The film was predominantly shot across London, with scenes also canned at Buckingham Palace and at a Hilton Hotel. The producers had earlier location scouted in the city and took music director, A. R. Rahman along to get a feel of the city.

Initially, actress Sridevi was signed to work on the film but eventually walked off due to family commitments.

== Soundtrack ==

The soundtrack was composed by A. R. Rahman, with lyrics by Vairamuthu for the original Tamil version, by Sirivennela Seetharama Sastry for the Telugu version and by P. K. Mishra and Mehboob for the Hindi version.
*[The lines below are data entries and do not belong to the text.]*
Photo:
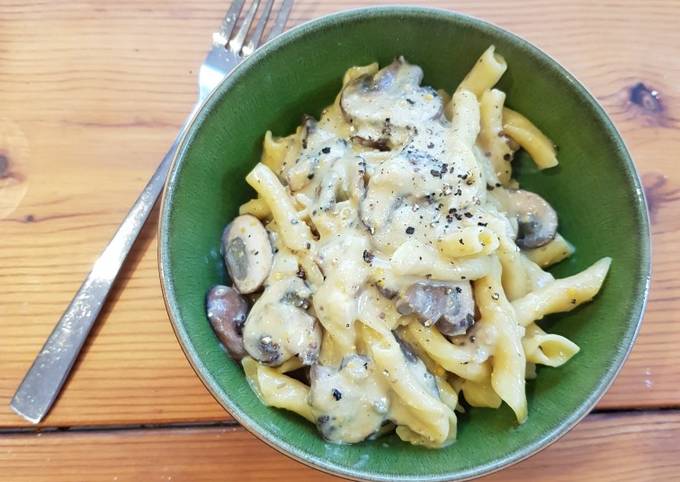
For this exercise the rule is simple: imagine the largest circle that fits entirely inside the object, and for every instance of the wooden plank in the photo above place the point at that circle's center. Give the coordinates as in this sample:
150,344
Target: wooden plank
630,447
86,115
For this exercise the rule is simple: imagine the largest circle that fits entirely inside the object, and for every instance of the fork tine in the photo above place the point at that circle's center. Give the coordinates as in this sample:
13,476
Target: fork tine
236,43
221,37
281,19
254,40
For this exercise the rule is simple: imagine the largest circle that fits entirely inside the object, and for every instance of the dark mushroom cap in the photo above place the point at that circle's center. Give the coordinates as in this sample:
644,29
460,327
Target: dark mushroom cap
391,98
536,219
227,311
449,305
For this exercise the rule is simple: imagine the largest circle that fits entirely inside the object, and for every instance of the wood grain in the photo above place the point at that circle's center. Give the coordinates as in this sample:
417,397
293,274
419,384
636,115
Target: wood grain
91,94
633,447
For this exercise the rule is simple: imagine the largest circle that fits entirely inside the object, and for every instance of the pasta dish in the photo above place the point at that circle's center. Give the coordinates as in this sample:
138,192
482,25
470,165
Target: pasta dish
390,269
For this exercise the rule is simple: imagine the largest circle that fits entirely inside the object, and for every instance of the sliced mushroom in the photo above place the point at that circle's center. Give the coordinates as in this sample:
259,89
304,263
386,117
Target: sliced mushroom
384,106
449,305
227,311
418,368
536,219
350,403
247,253
278,327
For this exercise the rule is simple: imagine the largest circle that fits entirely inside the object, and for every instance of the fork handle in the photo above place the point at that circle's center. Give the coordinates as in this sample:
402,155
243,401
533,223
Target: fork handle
43,381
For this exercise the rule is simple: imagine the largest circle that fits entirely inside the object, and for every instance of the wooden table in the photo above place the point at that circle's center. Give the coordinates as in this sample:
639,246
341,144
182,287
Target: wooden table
91,94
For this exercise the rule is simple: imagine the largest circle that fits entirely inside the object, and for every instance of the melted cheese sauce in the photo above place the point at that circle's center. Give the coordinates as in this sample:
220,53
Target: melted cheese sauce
381,168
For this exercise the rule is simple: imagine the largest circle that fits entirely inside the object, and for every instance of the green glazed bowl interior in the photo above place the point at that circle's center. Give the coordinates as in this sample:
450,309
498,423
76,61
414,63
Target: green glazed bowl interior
595,190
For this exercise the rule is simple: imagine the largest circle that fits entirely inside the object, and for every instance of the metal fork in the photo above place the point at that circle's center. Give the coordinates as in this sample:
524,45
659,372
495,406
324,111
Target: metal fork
44,380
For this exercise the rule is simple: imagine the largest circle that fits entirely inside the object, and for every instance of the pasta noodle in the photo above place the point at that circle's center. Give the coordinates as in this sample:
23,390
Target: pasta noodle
521,130
486,72
394,265
562,295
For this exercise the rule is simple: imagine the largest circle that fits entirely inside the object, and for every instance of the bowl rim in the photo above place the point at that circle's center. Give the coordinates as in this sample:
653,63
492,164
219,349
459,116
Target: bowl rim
279,443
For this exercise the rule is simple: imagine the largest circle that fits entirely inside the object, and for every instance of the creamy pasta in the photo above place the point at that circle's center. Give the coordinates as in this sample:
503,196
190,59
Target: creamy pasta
390,267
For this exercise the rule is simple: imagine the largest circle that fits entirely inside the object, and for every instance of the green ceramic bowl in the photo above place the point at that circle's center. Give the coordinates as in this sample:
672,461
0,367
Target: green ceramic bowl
595,190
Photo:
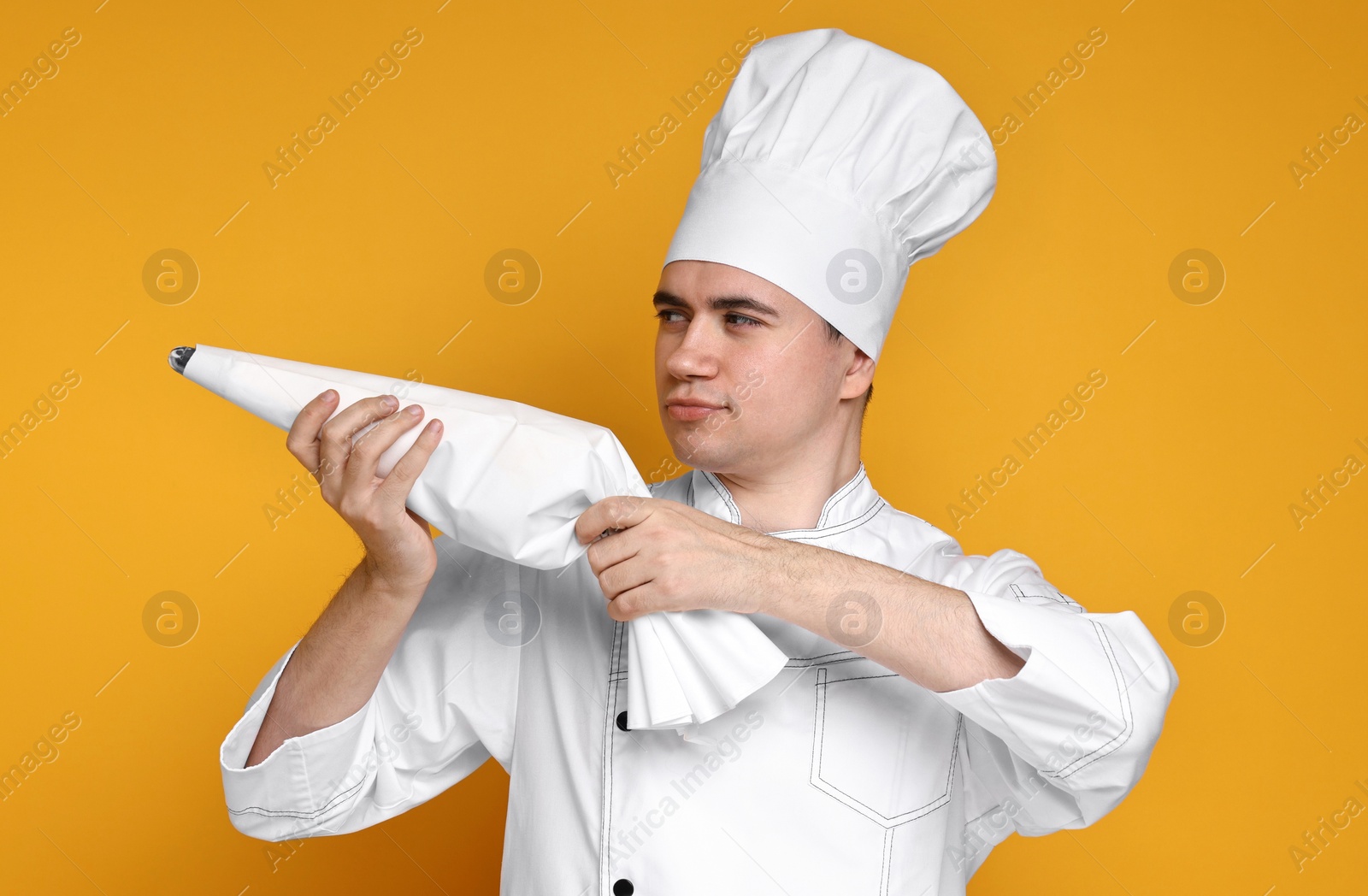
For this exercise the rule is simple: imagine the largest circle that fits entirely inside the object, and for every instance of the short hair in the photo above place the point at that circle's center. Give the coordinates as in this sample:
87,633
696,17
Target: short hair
834,335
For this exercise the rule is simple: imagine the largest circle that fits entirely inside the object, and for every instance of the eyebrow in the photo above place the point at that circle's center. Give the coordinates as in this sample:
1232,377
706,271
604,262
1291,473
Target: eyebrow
717,303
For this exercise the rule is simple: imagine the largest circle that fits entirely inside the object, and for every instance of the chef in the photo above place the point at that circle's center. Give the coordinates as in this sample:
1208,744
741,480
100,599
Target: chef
932,702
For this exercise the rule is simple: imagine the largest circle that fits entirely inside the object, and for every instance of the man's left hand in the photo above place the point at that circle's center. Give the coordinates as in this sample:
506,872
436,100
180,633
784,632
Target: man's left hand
668,556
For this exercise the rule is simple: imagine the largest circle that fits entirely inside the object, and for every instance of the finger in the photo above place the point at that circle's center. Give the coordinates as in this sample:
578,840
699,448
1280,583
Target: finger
397,485
335,437
303,438
617,512
631,605
609,551
626,576
367,451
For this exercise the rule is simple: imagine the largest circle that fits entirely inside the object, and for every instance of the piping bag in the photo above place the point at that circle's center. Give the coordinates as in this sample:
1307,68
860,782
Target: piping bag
510,480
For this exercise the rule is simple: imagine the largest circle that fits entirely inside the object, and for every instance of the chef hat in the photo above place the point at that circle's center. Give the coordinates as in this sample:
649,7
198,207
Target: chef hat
832,166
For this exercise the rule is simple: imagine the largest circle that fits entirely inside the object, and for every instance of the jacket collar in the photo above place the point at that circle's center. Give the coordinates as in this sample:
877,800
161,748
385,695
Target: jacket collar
848,506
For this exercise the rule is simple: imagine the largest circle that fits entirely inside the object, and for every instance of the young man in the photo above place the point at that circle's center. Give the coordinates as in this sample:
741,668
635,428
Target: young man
932,704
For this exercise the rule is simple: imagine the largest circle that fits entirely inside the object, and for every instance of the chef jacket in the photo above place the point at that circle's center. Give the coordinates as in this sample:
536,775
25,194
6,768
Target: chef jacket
836,777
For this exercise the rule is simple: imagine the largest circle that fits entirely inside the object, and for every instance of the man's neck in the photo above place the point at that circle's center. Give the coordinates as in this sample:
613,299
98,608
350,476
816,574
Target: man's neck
791,498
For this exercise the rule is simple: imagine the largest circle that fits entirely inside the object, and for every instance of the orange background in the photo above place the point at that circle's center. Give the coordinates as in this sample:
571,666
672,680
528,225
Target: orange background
371,255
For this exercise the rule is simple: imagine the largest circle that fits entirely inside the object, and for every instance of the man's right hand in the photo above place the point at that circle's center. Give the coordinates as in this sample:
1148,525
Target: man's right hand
398,544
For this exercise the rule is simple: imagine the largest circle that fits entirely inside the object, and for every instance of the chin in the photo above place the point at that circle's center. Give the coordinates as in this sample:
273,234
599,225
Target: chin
711,455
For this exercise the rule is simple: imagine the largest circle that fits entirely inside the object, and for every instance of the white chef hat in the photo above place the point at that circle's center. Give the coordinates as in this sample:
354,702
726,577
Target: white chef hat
832,166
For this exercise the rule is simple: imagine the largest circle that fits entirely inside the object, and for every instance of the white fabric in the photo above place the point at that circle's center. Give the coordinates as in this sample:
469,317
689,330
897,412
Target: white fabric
834,777
510,480
832,166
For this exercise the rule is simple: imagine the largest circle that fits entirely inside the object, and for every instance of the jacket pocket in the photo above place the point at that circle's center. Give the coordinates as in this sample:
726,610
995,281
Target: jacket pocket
882,745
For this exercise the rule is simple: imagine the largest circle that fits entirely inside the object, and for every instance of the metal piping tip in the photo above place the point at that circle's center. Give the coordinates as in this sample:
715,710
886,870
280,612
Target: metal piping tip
180,357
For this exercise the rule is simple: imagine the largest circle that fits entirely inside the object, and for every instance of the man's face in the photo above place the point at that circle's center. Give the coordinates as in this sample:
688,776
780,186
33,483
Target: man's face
746,375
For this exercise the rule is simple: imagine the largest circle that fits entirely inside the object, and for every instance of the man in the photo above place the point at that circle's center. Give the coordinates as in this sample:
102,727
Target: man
932,704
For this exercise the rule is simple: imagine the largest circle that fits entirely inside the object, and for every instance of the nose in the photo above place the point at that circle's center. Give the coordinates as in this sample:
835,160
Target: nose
695,355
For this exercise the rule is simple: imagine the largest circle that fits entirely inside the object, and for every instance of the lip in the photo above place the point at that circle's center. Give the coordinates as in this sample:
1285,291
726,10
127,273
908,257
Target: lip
691,408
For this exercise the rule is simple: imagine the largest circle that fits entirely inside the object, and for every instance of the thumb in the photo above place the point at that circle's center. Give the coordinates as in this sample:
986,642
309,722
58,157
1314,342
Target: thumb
421,522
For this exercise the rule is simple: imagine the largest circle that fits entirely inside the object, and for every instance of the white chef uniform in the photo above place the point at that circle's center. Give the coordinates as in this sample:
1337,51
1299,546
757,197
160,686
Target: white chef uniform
838,777
832,166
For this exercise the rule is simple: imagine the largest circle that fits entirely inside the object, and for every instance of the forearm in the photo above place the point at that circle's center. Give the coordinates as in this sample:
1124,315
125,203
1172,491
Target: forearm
923,631
339,663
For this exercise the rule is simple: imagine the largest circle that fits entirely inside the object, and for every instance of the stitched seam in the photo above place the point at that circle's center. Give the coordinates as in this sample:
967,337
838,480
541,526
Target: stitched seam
282,813
840,496
838,530
831,790
609,720
1123,699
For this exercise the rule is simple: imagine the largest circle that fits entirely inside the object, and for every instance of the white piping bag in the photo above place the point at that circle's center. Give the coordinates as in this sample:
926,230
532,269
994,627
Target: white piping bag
510,480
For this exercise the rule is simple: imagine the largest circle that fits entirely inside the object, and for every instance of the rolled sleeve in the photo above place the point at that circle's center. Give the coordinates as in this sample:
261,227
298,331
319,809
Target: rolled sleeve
292,793
446,698
1070,735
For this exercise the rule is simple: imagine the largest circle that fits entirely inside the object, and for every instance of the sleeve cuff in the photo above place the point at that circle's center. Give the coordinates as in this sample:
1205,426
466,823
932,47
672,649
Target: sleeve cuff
1044,713
301,780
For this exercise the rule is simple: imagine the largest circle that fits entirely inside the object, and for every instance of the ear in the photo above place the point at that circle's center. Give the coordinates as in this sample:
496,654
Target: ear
859,374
The song "Malargaley" is set to the raga Hamir Kalyani.

===Track listing===

Tamil (Original)
| No. | Title | Singer(s) | Length |
|---|---|---|---|
| 1. | "Come On Come On" | Mano | 5:17 |
| 2. | "Malargaley" | K. S. Chithra, Hariharan | 7:15 |
| 3. | "Naalai Ulagam" | Unnikrishnan, Sujatha Mohan | 7:26 |
| 4. | "No Problem" | Apache Indian, A. R. Rahman | 6:11 |
| 5. | "Samba Samba" | Aslam Mustafa | 5:28 |
| Total length: |  |  | 31:40 |

Hindi (Dubbed)
| No. | Title | Lyrics | Singer(s) | Length |
|---|---|---|---|---|
| 1. | "Come On Come On" | P. K. Mishra | Udit Narayan | 5:21 |
| 2. | "Milgaye Milgaye" | Mehboob | K. S. Chitra, Hariharan | 7:16 |
| 3. | "Na Ho Kal Jab" | P.K. Mishra | S. P. Balasubrahmanyam, Sujatha Mohan | 7:27 |
| 4. | "No Problem" | Mehboob | Apache Indian, A. R. Rahman | 6:16 |
| 5. | "Samba Samba" | P.K. Mishra | Aslam Mustafa | 5:33 |
| Total length: |  |  |  | 31:54 |

Telugu (Dubbed)
| No. | Title | Singer(s) | Length |
|---|---|---|---|
| 1. | "Come On Come On" | Mano | 5:17 |
| 2. | "Manasuga Manasuga" | K. S. Chitra, Hariharan | 7:09 |
| 3. | "Repe Lokam" | Unnikrishnan, Sujatha Mohan | 7:25 |
| 4. | "No Problem" | Apache Indian, A. R. Rahman | 6:10 |
| 5. | "Samba Samba" | Aslam Mustafa | 5:32 |
| Total length: |  |  | 31:34 |

== Release and reception ==
The film opened in January 1996. The film opened days earlier in Malaysia than India and was shown across 27 theatres in the country, a figure only usually exceeded for Tamil films starring Rajinikanth, and this mirrors the large release the film received. K. Vijiyan of New Straits Times gave a positive review saying, "This movie seems made for courting couples, especially those who are facing problems with disapproving parents" and added that "strong dialogue makes the film rise slight above the ordinary". Kalki was more critical, calling it yet another blowback for Prabhu Deva. The Hindu wrote "To bank on the Kathalan team of Prabhu Deva and Nagma to deliver the goods without a powerful story to back their effort has cost Pyramid Films International, the makers of Love Birds, dearly despite shooting most part of the second half in England. Experienced director P. Vasu has written the story, dialogue, screenplay and somehow he is not able to infuse his usual sentiment oriented touches because the scope is very minimal in the plot" but praised Rahman's music and Sekar's cinematography. Love Birds became an average grosser at the box office but was a little better than Prabhu Deva's next, Mr. Romeo. The actor thus had to go through a slump in his film career.